Historical population
| Census | Pop. | Note | %± |
|---|---|---|---|
| 1920 | 19,558 |  | — |
| 1930 | 57,381 |  | 193.4% |
| 1940 | 57,293 |  | −0.2% |
| 1950 | 60,978 |  | 6.4% |
| 1960 | 59,484 |  | −2.5% |
| 1970 | 68,850 |  | 15.7% |
| 1980 | 65,132 |  | −5.4% |
| 1990 | 59,808 |  | −8.2% |
| 2000 | 55,928 |  | −6.5% |
| 2010 | 48,743 |  | −12.8% |
| 2020 | 44,878 |  | −7.9% |

==Politics==
The Auburn Gresham community area has supported the Democratic Party in the past two presidential elections. In the 2016 presidential election, the Auburn Gresham cast 19,286 votes for Hillary Clinton and cast 272 votes for Donald Trump (97.29% to 1.37%). In the 2012 presidential election, Auburn Gresham cast 24,782 votes for Barack Obama and cast 130 votes for Mitt Romney (99.34% to 0.52%).

==Notable people==
- Philip K. Dick (1928–1982), science fiction writer. Dick was born at 7812 South Emerald Avenue.

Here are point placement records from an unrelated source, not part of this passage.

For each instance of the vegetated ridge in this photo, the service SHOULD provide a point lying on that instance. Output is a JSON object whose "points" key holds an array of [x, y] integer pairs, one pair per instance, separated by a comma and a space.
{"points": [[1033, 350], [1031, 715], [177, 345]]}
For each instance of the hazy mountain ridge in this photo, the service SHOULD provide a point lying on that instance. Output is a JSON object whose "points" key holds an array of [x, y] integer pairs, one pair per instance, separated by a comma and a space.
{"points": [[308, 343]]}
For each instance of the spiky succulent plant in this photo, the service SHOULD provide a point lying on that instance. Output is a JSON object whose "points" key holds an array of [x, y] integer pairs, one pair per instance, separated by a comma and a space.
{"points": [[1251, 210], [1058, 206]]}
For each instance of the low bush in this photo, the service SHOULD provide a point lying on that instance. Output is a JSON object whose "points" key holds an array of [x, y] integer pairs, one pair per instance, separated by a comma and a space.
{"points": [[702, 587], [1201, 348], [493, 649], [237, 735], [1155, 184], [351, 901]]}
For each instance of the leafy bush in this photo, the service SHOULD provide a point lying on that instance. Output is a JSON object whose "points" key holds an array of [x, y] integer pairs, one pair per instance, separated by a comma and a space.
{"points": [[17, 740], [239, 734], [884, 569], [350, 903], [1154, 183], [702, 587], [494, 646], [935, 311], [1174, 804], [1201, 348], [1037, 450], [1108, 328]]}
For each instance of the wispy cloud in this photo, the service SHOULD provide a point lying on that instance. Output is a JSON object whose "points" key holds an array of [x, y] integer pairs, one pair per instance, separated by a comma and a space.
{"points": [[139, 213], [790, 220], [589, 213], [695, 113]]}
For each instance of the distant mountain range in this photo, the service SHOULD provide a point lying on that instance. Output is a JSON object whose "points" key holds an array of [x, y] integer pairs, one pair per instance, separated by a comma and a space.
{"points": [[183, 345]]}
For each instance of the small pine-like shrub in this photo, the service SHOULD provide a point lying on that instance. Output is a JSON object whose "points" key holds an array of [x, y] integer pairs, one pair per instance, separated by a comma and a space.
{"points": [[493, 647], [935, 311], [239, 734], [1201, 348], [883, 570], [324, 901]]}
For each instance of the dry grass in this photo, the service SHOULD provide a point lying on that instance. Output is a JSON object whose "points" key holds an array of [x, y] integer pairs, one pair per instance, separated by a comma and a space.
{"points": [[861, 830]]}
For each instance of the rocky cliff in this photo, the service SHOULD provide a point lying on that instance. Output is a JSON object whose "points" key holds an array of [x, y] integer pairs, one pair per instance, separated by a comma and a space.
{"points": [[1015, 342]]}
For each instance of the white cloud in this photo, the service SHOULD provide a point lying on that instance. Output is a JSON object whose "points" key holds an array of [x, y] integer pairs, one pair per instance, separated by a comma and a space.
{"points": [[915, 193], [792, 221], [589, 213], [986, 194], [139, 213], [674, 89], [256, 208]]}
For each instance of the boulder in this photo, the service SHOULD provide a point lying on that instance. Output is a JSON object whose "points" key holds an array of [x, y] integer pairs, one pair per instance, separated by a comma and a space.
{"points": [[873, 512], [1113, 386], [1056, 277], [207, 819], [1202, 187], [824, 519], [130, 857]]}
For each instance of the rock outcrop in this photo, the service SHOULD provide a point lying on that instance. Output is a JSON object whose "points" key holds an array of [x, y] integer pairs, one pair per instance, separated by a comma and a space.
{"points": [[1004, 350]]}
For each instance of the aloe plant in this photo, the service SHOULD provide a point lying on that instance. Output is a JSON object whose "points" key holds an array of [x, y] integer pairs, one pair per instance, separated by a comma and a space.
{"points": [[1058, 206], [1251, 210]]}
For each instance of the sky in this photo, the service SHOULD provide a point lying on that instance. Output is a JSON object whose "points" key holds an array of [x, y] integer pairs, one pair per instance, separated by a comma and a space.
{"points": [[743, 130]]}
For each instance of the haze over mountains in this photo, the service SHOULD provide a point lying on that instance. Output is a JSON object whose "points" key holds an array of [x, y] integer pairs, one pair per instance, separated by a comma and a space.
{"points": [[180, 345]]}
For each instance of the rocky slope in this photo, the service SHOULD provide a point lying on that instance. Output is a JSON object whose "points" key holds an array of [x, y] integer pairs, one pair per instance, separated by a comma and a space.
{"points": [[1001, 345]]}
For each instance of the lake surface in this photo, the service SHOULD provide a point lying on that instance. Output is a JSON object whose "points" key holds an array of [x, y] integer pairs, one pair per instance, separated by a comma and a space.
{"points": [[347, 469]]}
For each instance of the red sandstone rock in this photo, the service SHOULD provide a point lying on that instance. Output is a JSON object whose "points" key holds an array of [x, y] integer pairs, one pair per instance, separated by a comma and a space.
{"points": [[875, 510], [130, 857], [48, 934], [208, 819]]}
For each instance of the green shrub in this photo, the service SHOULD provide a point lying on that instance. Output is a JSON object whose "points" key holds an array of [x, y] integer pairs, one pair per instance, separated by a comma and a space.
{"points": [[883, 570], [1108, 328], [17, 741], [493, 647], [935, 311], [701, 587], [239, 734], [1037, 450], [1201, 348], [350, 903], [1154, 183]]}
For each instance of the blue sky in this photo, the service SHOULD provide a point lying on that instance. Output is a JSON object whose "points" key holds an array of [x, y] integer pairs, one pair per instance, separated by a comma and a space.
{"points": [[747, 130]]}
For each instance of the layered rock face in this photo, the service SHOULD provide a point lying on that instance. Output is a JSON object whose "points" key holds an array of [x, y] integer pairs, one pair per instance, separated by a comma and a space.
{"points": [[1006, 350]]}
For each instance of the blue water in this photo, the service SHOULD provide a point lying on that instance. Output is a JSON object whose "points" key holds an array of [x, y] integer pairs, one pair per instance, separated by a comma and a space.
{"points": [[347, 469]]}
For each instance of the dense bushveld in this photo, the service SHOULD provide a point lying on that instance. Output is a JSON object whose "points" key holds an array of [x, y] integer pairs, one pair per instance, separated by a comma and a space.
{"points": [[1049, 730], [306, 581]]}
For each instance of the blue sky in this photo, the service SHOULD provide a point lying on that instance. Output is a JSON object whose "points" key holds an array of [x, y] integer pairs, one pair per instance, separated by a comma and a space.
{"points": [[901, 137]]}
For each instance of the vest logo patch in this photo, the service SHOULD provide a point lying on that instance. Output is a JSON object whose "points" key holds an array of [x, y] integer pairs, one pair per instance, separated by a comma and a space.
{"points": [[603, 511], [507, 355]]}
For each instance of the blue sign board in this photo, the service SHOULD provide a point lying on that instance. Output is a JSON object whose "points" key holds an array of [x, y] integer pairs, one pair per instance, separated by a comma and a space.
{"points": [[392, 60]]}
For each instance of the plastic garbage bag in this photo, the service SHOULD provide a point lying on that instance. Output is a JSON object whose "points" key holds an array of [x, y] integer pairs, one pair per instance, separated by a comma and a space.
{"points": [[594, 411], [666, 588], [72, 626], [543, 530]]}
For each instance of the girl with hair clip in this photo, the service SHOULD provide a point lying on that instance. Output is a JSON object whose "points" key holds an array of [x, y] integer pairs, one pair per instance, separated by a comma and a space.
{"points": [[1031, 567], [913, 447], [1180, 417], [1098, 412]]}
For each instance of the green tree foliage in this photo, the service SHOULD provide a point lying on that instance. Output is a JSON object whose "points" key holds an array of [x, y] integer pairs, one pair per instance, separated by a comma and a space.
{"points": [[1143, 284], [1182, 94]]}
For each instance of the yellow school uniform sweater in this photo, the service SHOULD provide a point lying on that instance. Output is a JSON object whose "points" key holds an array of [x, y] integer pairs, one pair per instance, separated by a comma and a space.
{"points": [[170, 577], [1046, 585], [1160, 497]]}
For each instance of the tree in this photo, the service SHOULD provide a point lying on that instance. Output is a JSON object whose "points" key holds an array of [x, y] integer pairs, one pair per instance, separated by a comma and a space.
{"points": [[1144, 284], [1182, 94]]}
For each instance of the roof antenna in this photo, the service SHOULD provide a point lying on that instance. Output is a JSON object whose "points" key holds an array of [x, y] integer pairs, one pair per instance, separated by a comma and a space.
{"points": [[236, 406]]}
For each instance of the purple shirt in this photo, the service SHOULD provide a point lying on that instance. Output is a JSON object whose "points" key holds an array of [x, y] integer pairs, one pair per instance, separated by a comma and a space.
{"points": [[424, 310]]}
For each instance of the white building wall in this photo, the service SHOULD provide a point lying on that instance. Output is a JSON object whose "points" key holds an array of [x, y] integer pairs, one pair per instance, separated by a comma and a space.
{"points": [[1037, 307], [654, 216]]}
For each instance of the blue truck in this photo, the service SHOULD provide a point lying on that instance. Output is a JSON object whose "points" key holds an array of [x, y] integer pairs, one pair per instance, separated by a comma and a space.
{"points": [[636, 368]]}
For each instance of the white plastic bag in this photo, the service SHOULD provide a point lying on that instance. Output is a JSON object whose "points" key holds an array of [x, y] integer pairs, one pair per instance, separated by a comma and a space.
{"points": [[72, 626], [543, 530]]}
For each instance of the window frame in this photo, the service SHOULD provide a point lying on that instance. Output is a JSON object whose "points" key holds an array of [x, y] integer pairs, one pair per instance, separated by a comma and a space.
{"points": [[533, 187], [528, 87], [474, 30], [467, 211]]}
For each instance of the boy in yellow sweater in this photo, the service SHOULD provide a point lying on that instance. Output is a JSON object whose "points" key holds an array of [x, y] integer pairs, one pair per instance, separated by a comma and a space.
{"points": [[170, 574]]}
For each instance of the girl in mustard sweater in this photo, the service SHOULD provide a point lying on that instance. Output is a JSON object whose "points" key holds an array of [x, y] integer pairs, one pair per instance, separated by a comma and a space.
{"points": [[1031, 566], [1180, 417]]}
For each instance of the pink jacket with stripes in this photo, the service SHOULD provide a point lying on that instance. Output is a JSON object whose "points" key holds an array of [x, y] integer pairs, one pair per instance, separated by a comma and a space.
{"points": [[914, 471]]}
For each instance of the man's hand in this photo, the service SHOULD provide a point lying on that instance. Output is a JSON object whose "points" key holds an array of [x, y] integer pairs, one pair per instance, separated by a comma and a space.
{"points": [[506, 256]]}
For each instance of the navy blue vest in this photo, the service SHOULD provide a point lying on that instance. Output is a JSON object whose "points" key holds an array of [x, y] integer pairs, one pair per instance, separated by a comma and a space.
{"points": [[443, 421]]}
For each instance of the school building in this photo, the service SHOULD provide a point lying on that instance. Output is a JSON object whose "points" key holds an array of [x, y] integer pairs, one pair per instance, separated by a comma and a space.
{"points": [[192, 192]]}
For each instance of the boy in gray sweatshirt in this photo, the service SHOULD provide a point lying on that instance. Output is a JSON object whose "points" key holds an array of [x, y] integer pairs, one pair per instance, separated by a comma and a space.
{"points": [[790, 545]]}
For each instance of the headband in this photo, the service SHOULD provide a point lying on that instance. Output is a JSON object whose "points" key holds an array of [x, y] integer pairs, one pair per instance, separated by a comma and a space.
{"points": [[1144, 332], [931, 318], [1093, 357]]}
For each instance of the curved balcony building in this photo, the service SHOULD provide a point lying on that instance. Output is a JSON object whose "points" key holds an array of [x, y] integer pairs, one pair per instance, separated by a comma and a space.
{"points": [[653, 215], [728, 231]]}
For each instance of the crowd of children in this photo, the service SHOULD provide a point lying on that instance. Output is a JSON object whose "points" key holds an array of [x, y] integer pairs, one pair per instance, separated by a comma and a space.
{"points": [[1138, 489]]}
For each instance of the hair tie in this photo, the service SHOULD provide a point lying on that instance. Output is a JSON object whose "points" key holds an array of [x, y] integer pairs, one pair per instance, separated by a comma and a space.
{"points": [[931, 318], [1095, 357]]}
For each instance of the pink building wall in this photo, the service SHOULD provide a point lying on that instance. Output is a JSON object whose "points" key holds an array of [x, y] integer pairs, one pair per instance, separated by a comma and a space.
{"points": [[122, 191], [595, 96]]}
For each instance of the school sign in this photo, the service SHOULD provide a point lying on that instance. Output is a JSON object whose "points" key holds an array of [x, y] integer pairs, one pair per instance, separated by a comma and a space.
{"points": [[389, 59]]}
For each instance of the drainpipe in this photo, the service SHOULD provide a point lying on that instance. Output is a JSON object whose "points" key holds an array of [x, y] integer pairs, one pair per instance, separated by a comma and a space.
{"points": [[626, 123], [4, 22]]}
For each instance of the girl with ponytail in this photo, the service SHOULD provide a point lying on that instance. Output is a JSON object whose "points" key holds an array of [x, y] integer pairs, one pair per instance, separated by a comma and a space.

- Michael Flatley (born 1958), an Irish step dancer. He grew up near 79th and Ashland.
- John Lyle (1920–2019), pilot and member of the Tuskegee Airmen. He was a resident of Auburn Gresham.
- Minyon Moore (born 1958), White House Political Director for President Bill Clinton. She was raised at West 78th Street and South Honore Street.